I'm going to load Vista tomorrow along with the associated gigabyte drivers to see if my HDTune test comes back with access times again in the 15ms range. I suspect that this is a driver issue and the Windows 7 built-in driver just isn't giving me the performance that I could get...so I too would love to see a Windows 7 of this driver released by Gigabyte.
 

OneHumongousLoser

Distinguished
Dec 24, 2008
78
0
18,630
If I remember (i have a bad memory), during W7 installation, i installed the gigabyte driver (actually jmicron i think) that was the vista version, and then W7 apparently detected the AHCI10 also.

So, the system shows the jmicron and the ACHI (interestingly actually says like ACHI1.0), i use the purple port for the hard drive, and under bios set the SATA to AHCI, and Onboard Sata to AHCI, and this runs faster than ever and it uses the vista gigabyte driver.

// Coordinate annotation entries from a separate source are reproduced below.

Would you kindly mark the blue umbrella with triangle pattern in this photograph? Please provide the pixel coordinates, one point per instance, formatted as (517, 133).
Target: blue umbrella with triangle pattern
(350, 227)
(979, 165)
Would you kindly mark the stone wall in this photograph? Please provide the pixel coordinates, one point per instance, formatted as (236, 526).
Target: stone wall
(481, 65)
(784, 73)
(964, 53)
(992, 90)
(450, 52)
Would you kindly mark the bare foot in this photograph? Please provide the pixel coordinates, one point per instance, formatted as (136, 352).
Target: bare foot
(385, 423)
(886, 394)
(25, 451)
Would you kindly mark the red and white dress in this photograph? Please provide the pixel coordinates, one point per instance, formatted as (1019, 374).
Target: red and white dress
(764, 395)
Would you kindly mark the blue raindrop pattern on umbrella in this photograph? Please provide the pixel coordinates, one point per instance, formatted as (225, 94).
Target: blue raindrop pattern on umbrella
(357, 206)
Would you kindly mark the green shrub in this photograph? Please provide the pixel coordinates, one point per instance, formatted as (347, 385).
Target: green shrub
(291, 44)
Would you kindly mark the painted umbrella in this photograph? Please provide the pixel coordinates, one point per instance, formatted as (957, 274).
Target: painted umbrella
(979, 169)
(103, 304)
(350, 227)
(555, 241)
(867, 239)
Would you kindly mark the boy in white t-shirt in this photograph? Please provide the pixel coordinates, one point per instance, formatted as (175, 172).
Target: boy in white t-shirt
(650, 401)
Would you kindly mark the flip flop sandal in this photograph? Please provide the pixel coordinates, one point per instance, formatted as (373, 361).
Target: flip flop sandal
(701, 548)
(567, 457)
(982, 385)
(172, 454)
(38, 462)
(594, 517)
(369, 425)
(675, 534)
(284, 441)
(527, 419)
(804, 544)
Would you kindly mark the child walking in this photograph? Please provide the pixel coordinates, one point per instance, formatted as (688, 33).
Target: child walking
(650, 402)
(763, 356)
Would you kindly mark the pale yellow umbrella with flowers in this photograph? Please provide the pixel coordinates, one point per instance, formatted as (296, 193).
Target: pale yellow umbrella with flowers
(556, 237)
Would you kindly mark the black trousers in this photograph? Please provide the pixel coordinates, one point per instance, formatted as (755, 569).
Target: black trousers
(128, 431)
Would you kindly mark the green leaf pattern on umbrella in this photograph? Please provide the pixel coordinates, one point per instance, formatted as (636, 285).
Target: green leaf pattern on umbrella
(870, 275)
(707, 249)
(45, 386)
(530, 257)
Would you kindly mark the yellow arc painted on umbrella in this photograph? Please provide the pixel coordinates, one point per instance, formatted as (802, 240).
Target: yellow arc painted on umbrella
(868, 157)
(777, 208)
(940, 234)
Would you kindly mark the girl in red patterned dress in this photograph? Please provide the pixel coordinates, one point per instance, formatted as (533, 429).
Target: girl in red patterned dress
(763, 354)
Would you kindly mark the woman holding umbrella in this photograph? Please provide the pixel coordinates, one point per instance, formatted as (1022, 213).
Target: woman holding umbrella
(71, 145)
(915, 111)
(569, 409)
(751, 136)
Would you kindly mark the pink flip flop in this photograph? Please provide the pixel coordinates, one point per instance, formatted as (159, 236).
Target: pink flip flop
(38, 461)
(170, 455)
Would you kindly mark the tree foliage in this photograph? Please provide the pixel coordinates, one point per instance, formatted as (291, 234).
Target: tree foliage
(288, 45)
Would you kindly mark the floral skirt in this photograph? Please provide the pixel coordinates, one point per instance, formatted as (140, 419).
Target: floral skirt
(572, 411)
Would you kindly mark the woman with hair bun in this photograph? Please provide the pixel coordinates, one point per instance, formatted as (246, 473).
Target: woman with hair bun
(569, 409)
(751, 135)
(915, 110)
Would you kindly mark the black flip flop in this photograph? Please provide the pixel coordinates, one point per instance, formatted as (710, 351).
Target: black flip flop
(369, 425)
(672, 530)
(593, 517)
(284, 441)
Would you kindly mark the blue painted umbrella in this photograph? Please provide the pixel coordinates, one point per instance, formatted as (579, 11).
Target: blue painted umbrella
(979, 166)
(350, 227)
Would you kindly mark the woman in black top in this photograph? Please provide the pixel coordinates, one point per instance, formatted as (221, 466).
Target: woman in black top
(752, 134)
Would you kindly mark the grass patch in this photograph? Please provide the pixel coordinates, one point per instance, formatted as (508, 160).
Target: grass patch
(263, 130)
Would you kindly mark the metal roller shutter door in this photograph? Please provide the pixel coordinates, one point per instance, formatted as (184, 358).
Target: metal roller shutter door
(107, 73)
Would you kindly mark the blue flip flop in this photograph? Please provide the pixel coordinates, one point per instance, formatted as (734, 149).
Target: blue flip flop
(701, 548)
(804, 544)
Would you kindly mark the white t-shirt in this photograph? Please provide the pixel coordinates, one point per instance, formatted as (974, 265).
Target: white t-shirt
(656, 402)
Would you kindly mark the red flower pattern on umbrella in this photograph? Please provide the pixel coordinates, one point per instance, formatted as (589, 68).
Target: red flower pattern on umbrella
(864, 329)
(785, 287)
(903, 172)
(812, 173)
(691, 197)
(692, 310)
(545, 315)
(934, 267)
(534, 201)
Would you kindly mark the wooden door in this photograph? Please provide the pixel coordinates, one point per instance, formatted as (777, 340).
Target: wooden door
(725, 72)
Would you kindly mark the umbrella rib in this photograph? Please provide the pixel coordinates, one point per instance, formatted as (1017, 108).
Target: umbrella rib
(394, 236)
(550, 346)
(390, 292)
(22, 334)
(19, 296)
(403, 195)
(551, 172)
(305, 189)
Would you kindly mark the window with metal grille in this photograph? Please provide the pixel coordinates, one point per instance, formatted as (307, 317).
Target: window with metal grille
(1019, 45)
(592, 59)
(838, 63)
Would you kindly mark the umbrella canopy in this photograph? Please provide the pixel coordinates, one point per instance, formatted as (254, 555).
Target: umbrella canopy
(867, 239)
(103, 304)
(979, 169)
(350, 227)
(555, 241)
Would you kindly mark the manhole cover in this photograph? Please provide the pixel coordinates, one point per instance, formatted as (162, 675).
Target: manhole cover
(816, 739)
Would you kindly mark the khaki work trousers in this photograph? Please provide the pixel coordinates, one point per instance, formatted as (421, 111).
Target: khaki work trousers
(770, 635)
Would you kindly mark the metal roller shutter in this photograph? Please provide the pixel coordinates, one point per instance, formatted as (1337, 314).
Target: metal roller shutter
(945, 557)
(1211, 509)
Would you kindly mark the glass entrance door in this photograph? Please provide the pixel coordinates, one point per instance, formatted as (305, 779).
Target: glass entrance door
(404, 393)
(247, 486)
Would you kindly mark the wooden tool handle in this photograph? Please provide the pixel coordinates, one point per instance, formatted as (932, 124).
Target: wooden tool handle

I do have a problem plugging in another hard drive though for backup. It gives a BSOD. The backup harddrive has old Wxp and data on it, and W7 wont simply detect it then let me reformat. Just goes straight to Bsod.
 

pparks1

Distinguished
Jul 12, 2009
16
0
18,510
Yeah, I tried moving my hard drive to the purple (JMicron/Gigabyte) controller as well and had same performance issue. I've gone with the standard Win7 drivers as well as those provided by Gigabyte for WinVista 64-bit and neither improved things.
 
Are you using Win7 RC or the Beta? The Beta may well include overhead for debugging/diagnostics in the I/O stack (could be above the driver level), although I wouldn't expect to see it in the release candidate.
 

randomizer

Champion
Moderator
You can install the Vista driver. Just grab it from the Intel site here: http://downloadcenter.intel.com/filter_results.aspx?strTypes=all&ProductID=816&OSFullName=Windows+Vista*+64&lang=eng&strOSs=150&submit=Go!

That's the 64-bit one, make sure you grab the right one for your OS.
 

pparks1

Distinguished
Jul 12, 2009
16
0
18,510
Randomizer: Thanks. I did try the Vista 64-bit drivers to no avail. I spent most of the weekend trying to hunt down this problem and haven't resolved it yet. I've used different Sata cables, different SATA ports, the Intel and the Jmicron controllers. I've tried the default win drivers, the gigabyte provided drivers and the drivers direct from Intel. I've tried Win7 and Vista. I've turned off all green features of my CPU within BIOS. I've formatted and started with a clean slate. The only thing I haven't tried is a previous BIOS release...as my motherboard shipped with the latest version of the BIOS.

I've actually started a dedicated thread on this forum for my issue;
http://www.tomshardware.com/forum/261360-30-ep45-ud3r-slow-access-times#t1829924

In addition, I opened up a ticket with Gigabyte to get some help from them on the issue.
 

tbanks204

Distinguished
Nov 19, 2009
2
0
18,510


I have the same board, and windows 7 64 bit, does one have to enable ICH in the bios, for hot swapping, if so, then I have a problem, when I do so, my computer won't boot.
 

Ronski

Distinguished
Dec 13, 2009
2
0
18,510


If you installed Windows 7 with the hard drives set to IDE mode in the Bios then it won't boot when you change it to ICH. You need to change a setting in the Registry prior to changing the setting in the Bios, I've just done it on Vista and it worked a treat.

See this post here for info.

Note: There's a space in the registry key, just ignore it. My key in Vista was set to 4, but my laptops Windows 7 value is 3.